Have you ever wondered why our moms told us, “Don’t slouch!” I remember my mom telling me that all the time when I was young. I spent most of my childhood doing homework, talking on the phone, watching TV, reading books, and playing video games for hours without moving, or without stretching for a few hours. As kids we thought that we were indestructible. We should pay more attention to our moms. Doctors say that our kids are paying the price with back pain, neck pain and muscle aches due to improper posture, not stretching, and taking a break. Patricia Smith of Triangle Eye Physicians says, “Kids have a limited degree of awareness, so they’ll just play and play until they’re exhausted. You’ve got to parent and limit the amount of computer time.” Taking breaks and setting boundaries is important because improper posture is creating a great deal of stain on neck and shoulders.
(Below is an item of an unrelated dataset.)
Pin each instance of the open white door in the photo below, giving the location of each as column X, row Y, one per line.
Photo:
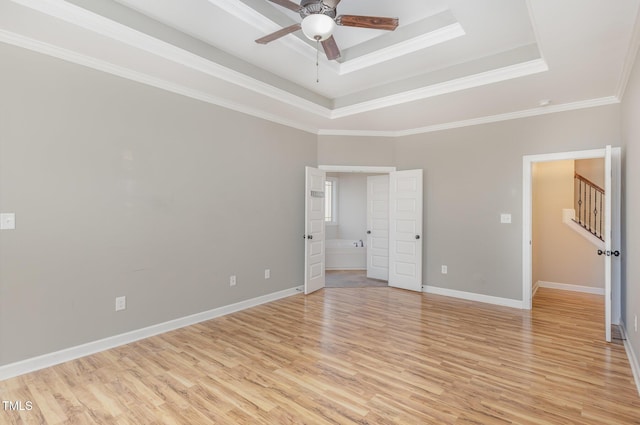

A comparison of survey data from Finnish university students was taken in 2000 and 2012 shows an increasing trend of musculoskeletal complaints among the population. This research reported that 29% of students reported neck and shoulder-related pain on a weekly basis in 2012 compared with 25% in 2000. This research also reported that students suffering with lower back pain increased from 10% to 14%, joint and limb pain increased from 7% to 8%, and temporomandibular joint pain increased from 4% to 5%.
Amy Howes, a physical therapist for WakeMed, offered a back pain solution that will help you and your child: correct posture. Make sure that you have a chair that supports your lower back while sitting at the computer and your feet are flat on the floor. Make sure that the computer is positioned straight or just below eye level to reduce neck strain. Don’t use a laptop while sitting on the bed or couch. You’ll have the tendency to bend over or “slouch” which puts more strain on your lower back and neck.
Here is another back pain solution: stretching. Sit up straight, put your arms out to your sides and squeeze your shoulder blades together for 10 to 20 seconds. Give yourself a big hug for 5 to 10 seconds; reverse your arms and repeat. Stand up and stretch your arms to the ceiling and then bend your torso side by side; stretching out your back and side muscles.
If you or your child is in pain, a good back pain solution to remove pain is practice the RICE protocol (Rest, Ice, Compression, and Elevation) for the first 72 hours after the pain began. Apply heat using a heating pad, taking a warm shower or bath. Sleep lying on your side with your knees bent and a pillow between your legs to reduce the pressure on your lower back.
I’m fascinated that our moms knew this all along. Proper posture, stretching, and taking breaks have always been important to our well-being. Our children’s life is all about staring at some sort of computer screen. These tips and tools will help you and your child reduce muscle strain, neck pain, and back pain while they sit at the computer.